I must say though that bringing the mind of meditation to my work has been one of the most fruitful ways practice has helped me. When I was a cook, it occurred to me that an interesting thing about juggling a number of objects is that, in a sense a juggler is only doing one thing at a time: catch, throw, catch, throw. (Flip the eggs, stir the spuds, set up the plates, start an omelette, etc.) The body is physically doing one thing and the mind is aware and still, in unity with the body. In the writing of great Master Bankei, there is a description of a woman sewing and chatting with her friends and Bankei says she can do this because she is not in conflict with her own Buddha nature, she hasn’t divided her mind into two or more things.
As tasks mount up and time seems to run short, I find myself going into a kind of distraction or split when I resist circumstances or doubt my basic unity, and part of my own internal practice is learning how to identify this resistance and to let it go. When I can do this, things look different. It is not that I magically become able to do more, although without the resistance I do seem to get what needs doing done, it is more that I seem to be better able to accept circumstances as they are and work with them in a more creative way.

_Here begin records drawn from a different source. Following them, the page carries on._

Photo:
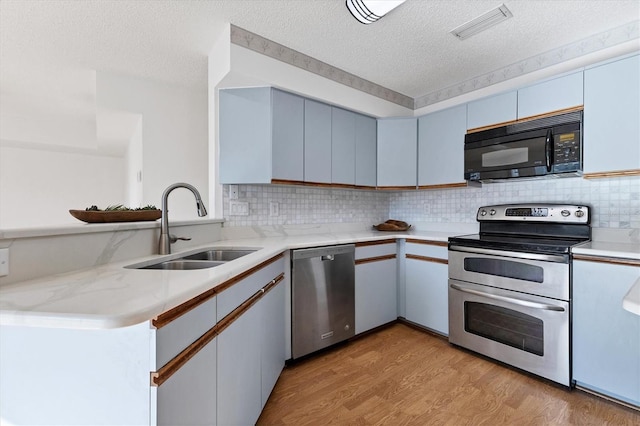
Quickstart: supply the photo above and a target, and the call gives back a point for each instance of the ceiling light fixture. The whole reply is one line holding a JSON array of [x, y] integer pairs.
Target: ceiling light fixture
[[368, 11], [482, 22]]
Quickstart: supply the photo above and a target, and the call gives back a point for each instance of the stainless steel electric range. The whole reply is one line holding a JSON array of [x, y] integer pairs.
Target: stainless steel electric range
[[510, 286]]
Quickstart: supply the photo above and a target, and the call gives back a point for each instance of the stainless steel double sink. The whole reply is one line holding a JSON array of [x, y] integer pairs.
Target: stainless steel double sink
[[207, 258]]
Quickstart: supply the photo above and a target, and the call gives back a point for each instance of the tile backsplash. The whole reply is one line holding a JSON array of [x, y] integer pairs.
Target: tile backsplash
[[615, 202]]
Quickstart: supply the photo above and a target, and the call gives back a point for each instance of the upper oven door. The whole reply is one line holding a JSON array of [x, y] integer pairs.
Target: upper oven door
[[539, 274], [519, 155]]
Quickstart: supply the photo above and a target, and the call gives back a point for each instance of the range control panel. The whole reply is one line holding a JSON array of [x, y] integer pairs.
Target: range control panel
[[565, 213]]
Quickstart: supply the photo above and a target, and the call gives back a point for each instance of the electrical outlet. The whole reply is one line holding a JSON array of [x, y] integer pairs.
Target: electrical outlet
[[274, 209], [233, 192], [238, 208], [4, 262]]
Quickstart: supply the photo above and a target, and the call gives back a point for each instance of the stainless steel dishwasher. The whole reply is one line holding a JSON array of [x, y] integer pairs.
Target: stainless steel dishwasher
[[323, 297]]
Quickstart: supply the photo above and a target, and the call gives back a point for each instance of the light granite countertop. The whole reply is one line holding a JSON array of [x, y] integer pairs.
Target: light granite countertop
[[111, 296]]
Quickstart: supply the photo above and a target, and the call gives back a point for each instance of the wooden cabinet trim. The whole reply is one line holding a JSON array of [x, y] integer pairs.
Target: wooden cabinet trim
[[427, 259], [522, 120], [164, 373], [616, 173], [608, 260], [172, 314], [375, 259], [225, 285], [375, 243], [428, 242]]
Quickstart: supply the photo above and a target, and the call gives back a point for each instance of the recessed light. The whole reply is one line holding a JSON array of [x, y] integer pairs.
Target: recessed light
[[482, 22]]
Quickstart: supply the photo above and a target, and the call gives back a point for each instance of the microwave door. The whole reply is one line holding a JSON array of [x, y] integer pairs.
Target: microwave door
[[520, 158]]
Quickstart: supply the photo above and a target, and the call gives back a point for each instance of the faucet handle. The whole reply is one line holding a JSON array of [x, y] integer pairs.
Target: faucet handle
[[173, 238]]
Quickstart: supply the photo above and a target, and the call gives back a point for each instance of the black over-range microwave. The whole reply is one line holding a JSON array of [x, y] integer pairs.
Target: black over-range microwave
[[550, 146]]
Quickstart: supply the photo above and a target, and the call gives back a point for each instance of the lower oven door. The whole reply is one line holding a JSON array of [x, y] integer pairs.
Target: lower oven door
[[525, 331]]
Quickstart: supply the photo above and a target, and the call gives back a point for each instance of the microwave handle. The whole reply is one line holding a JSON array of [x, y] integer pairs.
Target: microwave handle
[[548, 149]]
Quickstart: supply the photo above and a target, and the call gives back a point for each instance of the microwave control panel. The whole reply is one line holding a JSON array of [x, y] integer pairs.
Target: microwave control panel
[[566, 151]]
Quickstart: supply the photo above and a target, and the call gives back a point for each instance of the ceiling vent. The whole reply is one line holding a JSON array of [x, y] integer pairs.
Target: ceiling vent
[[482, 22], [369, 11]]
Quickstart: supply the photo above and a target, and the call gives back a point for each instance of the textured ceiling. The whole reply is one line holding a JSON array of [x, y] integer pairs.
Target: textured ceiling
[[409, 51]]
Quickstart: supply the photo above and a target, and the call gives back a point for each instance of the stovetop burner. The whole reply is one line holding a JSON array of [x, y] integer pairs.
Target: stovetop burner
[[530, 228]]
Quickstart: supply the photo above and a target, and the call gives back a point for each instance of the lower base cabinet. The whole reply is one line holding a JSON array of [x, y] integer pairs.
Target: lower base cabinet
[[426, 285], [375, 285], [606, 337]]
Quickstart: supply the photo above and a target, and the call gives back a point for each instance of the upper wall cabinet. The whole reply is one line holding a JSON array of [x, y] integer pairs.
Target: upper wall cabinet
[[343, 146], [261, 136], [397, 153], [493, 110], [317, 142], [611, 124], [551, 95], [441, 147], [366, 146]]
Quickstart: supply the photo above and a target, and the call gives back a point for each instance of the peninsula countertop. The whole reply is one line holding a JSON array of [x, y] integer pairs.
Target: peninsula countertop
[[111, 296]]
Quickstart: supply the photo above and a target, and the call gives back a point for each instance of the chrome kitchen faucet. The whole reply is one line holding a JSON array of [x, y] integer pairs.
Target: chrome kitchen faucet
[[166, 239]]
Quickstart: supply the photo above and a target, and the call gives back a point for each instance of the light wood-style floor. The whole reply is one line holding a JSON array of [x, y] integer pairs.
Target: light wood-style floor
[[403, 376]]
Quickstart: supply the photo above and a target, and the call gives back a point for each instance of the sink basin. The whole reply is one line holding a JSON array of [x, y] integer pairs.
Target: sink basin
[[182, 265], [218, 255], [208, 258]]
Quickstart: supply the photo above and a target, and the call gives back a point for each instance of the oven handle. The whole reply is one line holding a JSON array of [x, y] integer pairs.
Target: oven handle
[[532, 256], [508, 299]]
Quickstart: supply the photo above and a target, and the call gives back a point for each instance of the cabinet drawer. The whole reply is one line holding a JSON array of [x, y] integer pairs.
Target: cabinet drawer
[[433, 249], [369, 250], [175, 336], [233, 296]]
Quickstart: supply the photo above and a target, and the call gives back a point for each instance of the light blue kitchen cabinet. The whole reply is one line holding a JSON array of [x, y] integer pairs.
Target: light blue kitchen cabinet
[[366, 146], [606, 337], [492, 110], [317, 142], [441, 147], [239, 370], [189, 396], [397, 152], [551, 95], [611, 110], [375, 285], [426, 285], [261, 136], [273, 342], [343, 146]]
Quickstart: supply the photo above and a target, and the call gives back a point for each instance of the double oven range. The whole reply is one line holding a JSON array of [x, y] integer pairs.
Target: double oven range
[[510, 286]]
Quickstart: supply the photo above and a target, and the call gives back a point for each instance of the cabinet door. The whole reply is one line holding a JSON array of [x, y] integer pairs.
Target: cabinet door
[[239, 377], [611, 111], [317, 142], [343, 146], [606, 337], [441, 146], [376, 294], [272, 335], [188, 397], [245, 135], [492, 110], [426, 286], [366, 140], [397, 152], [287, 136], [552, 95]]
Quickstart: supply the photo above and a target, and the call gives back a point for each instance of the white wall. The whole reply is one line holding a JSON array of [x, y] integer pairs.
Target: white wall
[[174, 136], [39, 185]]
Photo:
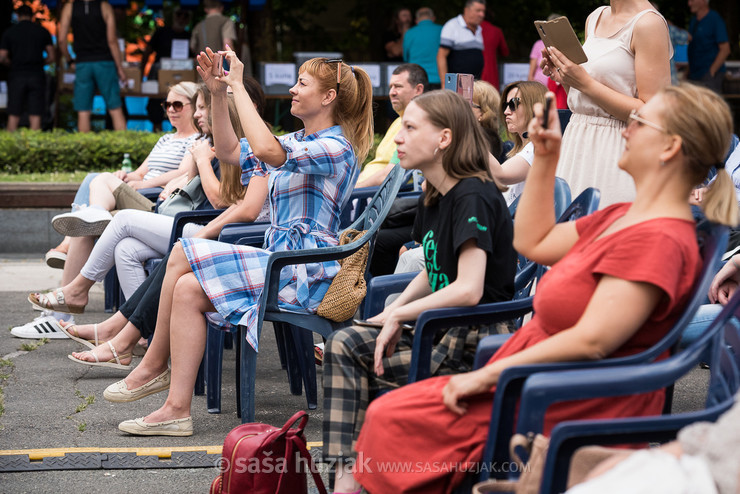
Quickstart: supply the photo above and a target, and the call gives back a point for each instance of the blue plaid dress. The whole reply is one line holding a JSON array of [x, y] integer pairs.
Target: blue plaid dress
[[307, 194]]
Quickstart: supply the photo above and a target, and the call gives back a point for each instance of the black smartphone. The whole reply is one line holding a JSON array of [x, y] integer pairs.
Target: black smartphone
[[365, 322], [546, 115]]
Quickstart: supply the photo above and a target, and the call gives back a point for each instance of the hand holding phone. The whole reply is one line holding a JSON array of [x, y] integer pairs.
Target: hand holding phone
[[546, 112]]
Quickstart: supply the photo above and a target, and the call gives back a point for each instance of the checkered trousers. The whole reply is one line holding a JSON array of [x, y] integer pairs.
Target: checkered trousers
[[350, 381]]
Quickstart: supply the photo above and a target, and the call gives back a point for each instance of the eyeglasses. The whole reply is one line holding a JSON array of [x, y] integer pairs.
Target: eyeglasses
[[177, 106], [339, 63], [512, 104], [634, 117]]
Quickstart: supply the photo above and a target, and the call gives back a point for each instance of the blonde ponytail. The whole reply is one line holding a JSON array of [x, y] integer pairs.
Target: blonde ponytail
[[704, 122], [353, 110], [720, 201]]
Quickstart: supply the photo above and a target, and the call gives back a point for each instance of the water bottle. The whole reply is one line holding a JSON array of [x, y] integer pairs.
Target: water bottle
[[126, 163]]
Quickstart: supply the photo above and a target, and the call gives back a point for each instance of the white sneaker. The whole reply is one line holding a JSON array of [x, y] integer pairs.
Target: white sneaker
[[87, 222], [44, 326]]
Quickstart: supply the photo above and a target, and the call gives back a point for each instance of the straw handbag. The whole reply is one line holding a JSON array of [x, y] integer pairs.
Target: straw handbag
[[348, 287]]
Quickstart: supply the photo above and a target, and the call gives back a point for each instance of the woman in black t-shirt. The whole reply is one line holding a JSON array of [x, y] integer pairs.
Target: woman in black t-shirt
[[465, 230]]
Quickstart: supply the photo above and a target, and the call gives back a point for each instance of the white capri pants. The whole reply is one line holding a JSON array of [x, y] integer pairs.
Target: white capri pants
[[129, 240]]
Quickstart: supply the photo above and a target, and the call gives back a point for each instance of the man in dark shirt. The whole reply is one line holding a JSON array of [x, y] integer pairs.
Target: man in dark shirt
[[98, 63], [461, 42], [161, 44], [23, 47]]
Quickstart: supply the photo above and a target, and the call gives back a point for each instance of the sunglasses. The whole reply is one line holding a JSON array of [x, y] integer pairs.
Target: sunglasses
[[339, 63], [512, 104], [177, 106], [634, 117]]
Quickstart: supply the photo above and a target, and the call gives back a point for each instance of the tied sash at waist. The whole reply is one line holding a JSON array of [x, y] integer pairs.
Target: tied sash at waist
[[299, 236]]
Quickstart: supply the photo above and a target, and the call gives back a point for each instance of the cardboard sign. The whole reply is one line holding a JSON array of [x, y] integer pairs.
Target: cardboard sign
[[373, 71], [280, 73]]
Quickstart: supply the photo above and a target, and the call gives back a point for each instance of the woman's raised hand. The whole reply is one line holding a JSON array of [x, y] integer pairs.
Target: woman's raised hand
[[202, 152], [562, 70], [209, 63], [546, 140], [235, 74]]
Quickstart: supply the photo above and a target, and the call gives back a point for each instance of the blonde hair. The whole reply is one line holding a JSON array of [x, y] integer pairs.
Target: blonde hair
[[188, 90], [467, 154], [703, 121], [486, 96], [530, 92], [353, 110]]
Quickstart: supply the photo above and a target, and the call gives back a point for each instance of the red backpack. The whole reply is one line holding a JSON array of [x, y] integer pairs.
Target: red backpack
[[261, 459]]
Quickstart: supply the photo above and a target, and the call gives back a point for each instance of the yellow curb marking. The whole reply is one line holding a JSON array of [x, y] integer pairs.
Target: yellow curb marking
[[40, 454]]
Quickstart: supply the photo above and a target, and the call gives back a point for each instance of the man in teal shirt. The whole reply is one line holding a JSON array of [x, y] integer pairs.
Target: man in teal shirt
[[421, 43]]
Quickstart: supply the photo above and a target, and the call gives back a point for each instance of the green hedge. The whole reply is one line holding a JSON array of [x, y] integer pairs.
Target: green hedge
[[28, 151]]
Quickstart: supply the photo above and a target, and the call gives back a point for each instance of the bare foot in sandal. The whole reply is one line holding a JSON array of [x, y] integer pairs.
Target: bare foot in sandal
[[95, 333], [106, 355]]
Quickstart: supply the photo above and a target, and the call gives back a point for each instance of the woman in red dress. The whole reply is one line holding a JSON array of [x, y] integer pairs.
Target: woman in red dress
[[619, 280]]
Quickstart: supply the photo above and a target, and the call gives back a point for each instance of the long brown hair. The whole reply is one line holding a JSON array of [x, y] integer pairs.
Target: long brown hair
[[231, 189], [467, 154], [353, 110], [703, 121]]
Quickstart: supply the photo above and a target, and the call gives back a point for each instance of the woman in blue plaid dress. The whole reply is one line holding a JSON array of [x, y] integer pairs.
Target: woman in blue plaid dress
[[311, 175]]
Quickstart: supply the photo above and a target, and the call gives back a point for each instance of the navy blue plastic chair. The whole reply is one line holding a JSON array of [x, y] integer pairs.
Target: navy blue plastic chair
[[712, 240], [722, 337], [299, 340]]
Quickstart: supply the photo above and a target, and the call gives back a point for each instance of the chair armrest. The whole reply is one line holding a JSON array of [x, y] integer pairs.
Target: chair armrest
[[200, 216], [568, 436], [380, 287], [545, 388], [278, 260], [244, 233], [430, 321], [487, 347]]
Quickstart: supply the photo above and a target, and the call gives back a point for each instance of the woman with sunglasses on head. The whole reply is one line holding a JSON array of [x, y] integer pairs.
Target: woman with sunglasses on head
[[137, 317], [311, 175], [619, 281], [109, 191], [629, 50], [517, 110], [466, 235]]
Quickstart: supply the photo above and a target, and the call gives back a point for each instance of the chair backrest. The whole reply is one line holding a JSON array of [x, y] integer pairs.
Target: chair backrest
[[561, 197], [724, 381]]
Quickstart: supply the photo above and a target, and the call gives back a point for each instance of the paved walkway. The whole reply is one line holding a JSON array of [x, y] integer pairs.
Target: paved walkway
[[44, 389]]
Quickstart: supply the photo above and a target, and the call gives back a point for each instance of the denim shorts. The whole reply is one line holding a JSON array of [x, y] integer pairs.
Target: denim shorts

We are, of course, human beings with a limited capacity to do things within the confines of what our human body can do (and what it needs, including appropriate rest and rejuvenation) and the time we may have. By focusing our minds through practice, and taking up one thing at a time, we can clarify what, in a grounded sort of way, organic to us, it is that we actually need to be doing in our lives. We can begin to clarify where we divert our energies and attention into the unnecessary.